Monday, October 05, 2015

Pushing Freedom

by Capt Jose A. Quintanilla
721st Aerial Port Squadron


10/5/2015 - RAMSTEIN AIR BASE, Germany -- After 21 difficult stages covering a grueling distance of 3,360 kilometers, this year's Tour de France came to a conclusion as competitors from 22 teams crossed the finish line. The teams rode 225 kilometers daily for three weeks over both flat and exceedingly mountainous and challenging terrain.

Unlike the majority of racing sports where a single competitor wins the race by crossing the finish line in first position, in the Tour de France, each team has eight riders and a leader. The eight riders, known as domestiques, set up their leader for the win. They are charged with protecting, setting the pace and chasing down attacks by other teams for their leader to succeed.

"These guys know full well they, as individuals, are not there to win," said Senior Master Sgt.
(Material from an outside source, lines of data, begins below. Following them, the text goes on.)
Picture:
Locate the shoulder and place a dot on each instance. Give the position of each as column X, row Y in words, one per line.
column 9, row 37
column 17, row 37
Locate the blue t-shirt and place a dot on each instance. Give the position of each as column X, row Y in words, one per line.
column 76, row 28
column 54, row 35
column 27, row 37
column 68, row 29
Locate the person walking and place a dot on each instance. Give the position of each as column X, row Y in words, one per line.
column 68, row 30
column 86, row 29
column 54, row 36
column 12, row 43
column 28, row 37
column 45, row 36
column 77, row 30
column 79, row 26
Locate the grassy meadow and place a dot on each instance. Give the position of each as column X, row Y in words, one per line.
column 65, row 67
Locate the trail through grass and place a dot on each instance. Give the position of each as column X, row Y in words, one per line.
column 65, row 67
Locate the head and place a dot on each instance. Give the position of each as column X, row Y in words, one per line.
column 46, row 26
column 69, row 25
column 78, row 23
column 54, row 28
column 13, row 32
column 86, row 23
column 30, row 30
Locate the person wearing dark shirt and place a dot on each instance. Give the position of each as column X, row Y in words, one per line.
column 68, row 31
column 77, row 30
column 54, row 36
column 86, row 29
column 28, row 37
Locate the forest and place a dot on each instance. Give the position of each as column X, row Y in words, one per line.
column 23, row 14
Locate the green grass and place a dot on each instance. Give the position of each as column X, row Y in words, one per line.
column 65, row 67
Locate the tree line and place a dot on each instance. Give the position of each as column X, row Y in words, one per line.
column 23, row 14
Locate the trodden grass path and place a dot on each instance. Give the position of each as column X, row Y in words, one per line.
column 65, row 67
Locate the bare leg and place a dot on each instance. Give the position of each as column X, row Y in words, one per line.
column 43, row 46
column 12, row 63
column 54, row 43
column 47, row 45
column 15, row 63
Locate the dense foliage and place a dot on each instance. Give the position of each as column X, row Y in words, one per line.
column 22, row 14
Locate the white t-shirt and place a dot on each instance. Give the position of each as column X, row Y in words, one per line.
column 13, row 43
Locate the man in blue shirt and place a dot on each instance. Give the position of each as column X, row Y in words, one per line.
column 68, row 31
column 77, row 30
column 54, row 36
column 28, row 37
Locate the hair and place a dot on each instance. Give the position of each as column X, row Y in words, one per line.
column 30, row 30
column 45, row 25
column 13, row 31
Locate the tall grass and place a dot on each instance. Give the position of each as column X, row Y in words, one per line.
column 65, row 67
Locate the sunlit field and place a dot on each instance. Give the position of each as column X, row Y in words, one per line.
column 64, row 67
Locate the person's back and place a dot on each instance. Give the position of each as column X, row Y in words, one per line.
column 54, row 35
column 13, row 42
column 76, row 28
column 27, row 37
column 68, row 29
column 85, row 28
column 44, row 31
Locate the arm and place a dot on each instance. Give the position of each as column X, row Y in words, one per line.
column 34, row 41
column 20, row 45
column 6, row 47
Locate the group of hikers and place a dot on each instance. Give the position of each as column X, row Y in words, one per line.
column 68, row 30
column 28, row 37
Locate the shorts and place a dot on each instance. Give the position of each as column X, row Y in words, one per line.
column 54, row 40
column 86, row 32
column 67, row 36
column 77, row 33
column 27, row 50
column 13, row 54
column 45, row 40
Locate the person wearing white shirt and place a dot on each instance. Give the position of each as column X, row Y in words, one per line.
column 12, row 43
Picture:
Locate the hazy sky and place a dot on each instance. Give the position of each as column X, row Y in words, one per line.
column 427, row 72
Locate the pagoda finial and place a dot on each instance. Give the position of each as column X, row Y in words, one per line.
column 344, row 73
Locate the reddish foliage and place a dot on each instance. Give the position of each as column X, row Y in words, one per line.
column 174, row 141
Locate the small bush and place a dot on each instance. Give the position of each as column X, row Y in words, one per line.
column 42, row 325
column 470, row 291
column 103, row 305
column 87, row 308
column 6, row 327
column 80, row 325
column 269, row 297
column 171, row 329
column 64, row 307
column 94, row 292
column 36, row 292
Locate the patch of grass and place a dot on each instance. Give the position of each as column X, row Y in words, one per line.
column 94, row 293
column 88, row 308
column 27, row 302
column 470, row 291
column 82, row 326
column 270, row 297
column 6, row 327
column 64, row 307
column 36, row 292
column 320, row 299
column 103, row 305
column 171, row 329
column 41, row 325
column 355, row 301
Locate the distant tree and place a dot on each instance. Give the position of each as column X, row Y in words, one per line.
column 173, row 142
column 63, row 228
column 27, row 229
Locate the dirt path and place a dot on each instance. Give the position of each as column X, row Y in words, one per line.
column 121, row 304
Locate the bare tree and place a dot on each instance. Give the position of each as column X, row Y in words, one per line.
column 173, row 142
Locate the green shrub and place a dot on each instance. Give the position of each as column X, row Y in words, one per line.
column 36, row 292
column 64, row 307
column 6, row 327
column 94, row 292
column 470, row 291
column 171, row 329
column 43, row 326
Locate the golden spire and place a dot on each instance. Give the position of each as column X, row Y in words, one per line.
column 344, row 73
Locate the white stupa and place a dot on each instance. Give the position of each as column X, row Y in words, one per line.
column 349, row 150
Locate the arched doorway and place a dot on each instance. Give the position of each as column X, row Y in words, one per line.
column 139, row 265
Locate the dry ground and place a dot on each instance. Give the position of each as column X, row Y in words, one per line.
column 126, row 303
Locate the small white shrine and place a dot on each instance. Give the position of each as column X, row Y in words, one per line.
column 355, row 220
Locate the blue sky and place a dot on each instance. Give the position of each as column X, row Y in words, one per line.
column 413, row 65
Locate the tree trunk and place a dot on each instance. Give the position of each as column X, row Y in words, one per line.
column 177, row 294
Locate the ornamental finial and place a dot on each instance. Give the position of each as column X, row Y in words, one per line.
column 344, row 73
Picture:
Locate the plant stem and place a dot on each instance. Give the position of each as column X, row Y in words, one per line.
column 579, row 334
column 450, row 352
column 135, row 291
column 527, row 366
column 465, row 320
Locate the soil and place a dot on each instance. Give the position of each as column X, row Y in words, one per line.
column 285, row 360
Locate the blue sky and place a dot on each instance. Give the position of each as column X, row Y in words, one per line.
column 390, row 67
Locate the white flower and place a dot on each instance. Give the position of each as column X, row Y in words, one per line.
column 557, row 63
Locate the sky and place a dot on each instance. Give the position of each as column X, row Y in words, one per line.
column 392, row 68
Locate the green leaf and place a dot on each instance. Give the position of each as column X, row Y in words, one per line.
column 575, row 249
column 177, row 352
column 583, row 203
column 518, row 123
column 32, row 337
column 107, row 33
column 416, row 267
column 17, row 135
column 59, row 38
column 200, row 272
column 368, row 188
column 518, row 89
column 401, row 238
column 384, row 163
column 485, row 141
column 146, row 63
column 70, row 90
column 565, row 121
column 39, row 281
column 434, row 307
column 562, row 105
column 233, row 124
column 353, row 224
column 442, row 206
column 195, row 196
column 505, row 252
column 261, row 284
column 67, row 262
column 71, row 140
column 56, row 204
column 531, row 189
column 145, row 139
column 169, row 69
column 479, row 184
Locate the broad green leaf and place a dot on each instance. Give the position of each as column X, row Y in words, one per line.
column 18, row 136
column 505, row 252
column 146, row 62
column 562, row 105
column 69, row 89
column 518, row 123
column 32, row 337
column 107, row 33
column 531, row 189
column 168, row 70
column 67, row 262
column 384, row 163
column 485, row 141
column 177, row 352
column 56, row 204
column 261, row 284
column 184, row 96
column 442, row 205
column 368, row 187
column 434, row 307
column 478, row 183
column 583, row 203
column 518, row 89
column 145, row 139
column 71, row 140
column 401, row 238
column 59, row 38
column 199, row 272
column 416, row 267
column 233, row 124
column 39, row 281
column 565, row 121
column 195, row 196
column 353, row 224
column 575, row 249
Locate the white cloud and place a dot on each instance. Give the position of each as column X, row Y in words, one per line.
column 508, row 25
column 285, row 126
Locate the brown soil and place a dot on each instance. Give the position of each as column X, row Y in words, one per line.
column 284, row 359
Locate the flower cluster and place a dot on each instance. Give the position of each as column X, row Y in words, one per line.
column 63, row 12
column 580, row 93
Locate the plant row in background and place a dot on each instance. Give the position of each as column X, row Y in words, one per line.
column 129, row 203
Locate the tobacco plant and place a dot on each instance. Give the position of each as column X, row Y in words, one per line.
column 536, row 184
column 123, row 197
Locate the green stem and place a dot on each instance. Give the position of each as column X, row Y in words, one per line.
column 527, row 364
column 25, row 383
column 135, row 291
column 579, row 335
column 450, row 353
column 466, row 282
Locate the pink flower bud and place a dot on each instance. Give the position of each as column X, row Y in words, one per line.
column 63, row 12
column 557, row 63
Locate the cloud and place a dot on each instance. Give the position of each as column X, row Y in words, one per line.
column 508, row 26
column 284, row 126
Wayne D. Donnelly, the 721st Aerial Port Squadron superintendent, during a recent squadron commander's call. "Their job is to create a clear path for their leader to speed forward past the competition, in essence, pushing him across the finish line."
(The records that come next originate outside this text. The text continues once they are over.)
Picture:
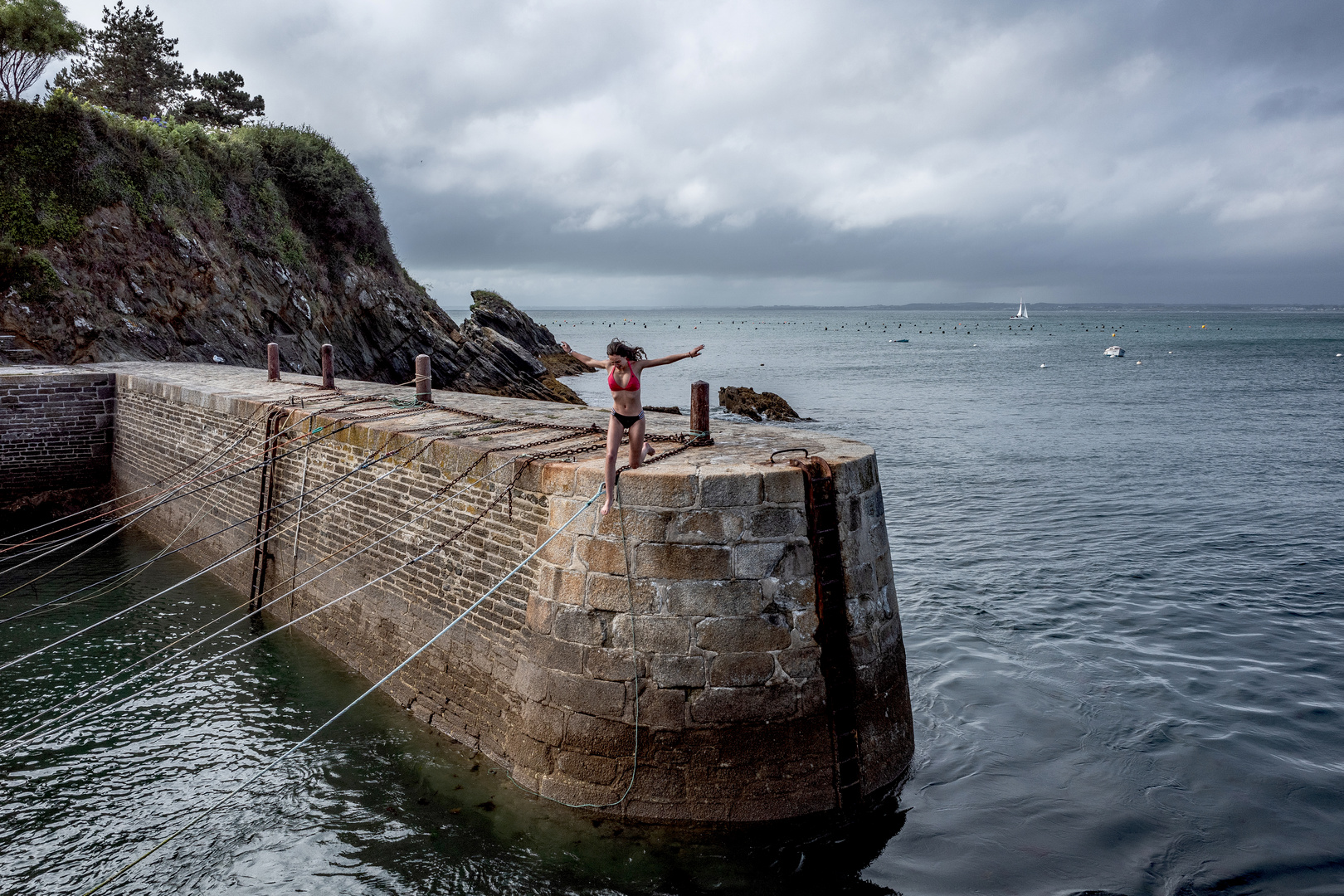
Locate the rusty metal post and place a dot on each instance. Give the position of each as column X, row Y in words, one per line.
column 329, row 373
column 422, row 381
column 700, row 409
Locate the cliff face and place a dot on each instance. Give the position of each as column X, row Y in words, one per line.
column 128, row 241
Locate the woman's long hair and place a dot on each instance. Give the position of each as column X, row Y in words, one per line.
column 628, row 353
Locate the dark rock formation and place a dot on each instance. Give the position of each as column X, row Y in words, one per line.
column 747, row 402
column 178, row 243
column 175, row 290
column 494, row 320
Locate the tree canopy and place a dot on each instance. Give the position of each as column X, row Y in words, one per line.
column 222, row 101
column 129, row 65
column 32, row 32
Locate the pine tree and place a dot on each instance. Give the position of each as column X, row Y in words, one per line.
column 129, row 65
column 222, row 102
column 32, row 32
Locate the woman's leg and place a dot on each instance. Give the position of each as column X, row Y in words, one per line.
column 613, row 448
column 637, row 444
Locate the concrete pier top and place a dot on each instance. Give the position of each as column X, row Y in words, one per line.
column 216, row 386
column 739, row 614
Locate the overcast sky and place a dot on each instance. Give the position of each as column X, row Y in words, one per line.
column 769, row 151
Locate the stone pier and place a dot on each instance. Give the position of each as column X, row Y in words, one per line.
column 707, row 570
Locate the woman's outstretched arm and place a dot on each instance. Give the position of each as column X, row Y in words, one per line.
column 672, row 359
column 585, row 359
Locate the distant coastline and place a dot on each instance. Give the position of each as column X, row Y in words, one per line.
column 955, row 306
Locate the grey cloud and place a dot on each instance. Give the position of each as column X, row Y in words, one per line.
column 1185, row 149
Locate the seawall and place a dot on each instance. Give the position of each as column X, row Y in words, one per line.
column 56, row 436
column 743, row 702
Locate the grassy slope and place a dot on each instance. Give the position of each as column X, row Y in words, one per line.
column 283, row 193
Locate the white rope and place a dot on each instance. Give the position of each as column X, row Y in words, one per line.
column 212, row 566
column 140, row 674
column 348, row 707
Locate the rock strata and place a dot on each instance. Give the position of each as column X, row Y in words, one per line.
column 747, row 402
column 123, row 240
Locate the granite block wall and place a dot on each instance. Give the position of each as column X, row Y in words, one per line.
column 56, row 433
column 704, row 570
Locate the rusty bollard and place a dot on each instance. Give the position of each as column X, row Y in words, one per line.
column 329, row 373
column 700, row 410
column 422, row 381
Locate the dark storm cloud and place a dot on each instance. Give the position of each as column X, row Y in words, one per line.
column 1155, row 151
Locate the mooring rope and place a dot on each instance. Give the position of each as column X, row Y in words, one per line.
column 201, row 572
column 405, row 663
column 247, row 519
column 134, row 507
column 6, row 547
column 147, row 508
column 455, row 481
column 47, row 724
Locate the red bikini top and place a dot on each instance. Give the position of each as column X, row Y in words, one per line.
column 631, row 386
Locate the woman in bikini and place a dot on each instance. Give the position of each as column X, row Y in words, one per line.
column 624, row 364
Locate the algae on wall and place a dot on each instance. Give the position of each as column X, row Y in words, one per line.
column 125, row 240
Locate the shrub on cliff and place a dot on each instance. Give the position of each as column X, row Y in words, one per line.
column 281, row 192
column 129, row 65
column 32, row 32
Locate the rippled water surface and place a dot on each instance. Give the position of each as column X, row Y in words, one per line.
column 1122, row 592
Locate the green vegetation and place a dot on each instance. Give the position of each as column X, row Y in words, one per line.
column 222, row 102
column 280, row 192
column 32, row 32
column 132, row 67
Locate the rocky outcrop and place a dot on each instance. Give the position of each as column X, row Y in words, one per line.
column 747, row 402
column 171, row 289
column 494, row 320
column 127, row 241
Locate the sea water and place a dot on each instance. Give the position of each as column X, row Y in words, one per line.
column 1121, row 583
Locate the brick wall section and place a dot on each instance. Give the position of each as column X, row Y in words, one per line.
column 56, row 431
column 732, row 704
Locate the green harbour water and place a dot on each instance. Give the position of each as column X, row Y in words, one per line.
column 1122, row 594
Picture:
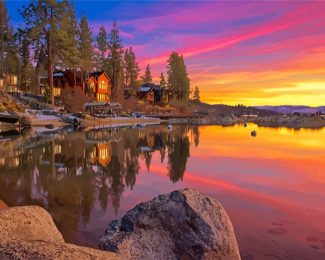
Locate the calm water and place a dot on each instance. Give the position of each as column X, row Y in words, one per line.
column 272, row 186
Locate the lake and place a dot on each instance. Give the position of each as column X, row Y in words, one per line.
column 271, row 185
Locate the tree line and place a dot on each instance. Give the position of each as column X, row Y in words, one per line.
column 54, row 38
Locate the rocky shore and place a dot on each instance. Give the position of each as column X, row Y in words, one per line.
column 290, row 121
column 180, row 225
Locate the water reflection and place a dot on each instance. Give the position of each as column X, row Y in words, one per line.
column 272, row 186
column 67, row 172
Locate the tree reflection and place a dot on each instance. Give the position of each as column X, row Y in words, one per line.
column 69, row 173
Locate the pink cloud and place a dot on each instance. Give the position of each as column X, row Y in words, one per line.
column 195, row 47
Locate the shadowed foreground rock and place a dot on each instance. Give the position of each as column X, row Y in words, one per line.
column 30, row 233
column 179, row 225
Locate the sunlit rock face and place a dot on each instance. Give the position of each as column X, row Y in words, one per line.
column 27, row 224
column 180, row 225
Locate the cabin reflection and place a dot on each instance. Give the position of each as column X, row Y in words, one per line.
column 69, row 173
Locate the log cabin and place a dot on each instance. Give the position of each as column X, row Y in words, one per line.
column 101, row 85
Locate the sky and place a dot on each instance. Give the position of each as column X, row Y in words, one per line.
column 237, row 52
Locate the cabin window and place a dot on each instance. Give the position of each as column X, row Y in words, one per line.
column 101, row 97
column 92, row 85
column 103, row 153
column 57, row 91
column 102, row 85
column 57, row 149
column 13, row 80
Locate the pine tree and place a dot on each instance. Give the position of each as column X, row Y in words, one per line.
column 4, row 27
column 163, row 82
column 131, row 68
column 115, row 59
column 67, row 35
column 146, row 78
column 26, row 69
column 44, row 21
column 164, row 85
column 85, row 44
column 178, row 80
column 102, row 46
column 196, row 94
column 11, row 62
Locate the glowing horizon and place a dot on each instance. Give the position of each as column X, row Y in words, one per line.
column 251, row 53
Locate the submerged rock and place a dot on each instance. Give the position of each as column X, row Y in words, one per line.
column 179, row 225
column 29, row 233
column 28, row 223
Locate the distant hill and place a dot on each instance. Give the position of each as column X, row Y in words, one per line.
column 221, row 109
column 293, row 109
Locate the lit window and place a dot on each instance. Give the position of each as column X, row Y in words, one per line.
column 57, row 149
column 57, row 91
column 103, row 85
column 101, row 97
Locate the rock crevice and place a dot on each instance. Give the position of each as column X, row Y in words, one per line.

Donnelly further assimilated this style of teamwork to what we do within the Air Force, where as supporting functions, we enable the mission to be executed - thus "Pushing Freedom" across the globe.

The 721st APS, located at Ramstein Air Base, Germany, is responsible for the movement of passengers, aircraft fleet servicing, command and control operations, and moves more than 62 percent of Department of Defense cargo in support of five combatant commands.

Over the summer, 721st APS Airmen were challenged with uploading an open staircase truck and two fire engines onto a C-17 Globemaster III in support of President Barack Obama's visit to Africa. Our air transportation personnel sprang into action and developed aircraft load plans, requested updated Air Transportability Test Loading Agency letters and planned and coordinated the upload of these three critical assets with other base agencies.

With only four inches of clearance between the two fire engines, 721st APS Ramp Services personnel took extreme caution to ensure the vehicles were uploaded on the C-17 in a safe and timely manner. Communication was critical between the spotters, operators and aircraft loadmaster during the entire upload, which proved critical to mission success.

Having executed a timely and safe upload, the C-17 crew departed Ramstein AB en route to Kenya prior to President Obama's arrival. However, the 721st APS was still on the clock and ready to support President Obama when he passed back through Ramstein AB the following week. The APS Airmen executed flawless material handling equipment support and fleet servicing operations on Air Force One, ensuring President Obama was able to meet his other commitments.

And so, just as the Tour de France teams, we may not always be the ones crossing the finish line in first place, but our supporting actions are critical in placing our leaders in a position to make a positive impact in the world and in doing so, we are the ones who are "Pushing Freedom" across the globe.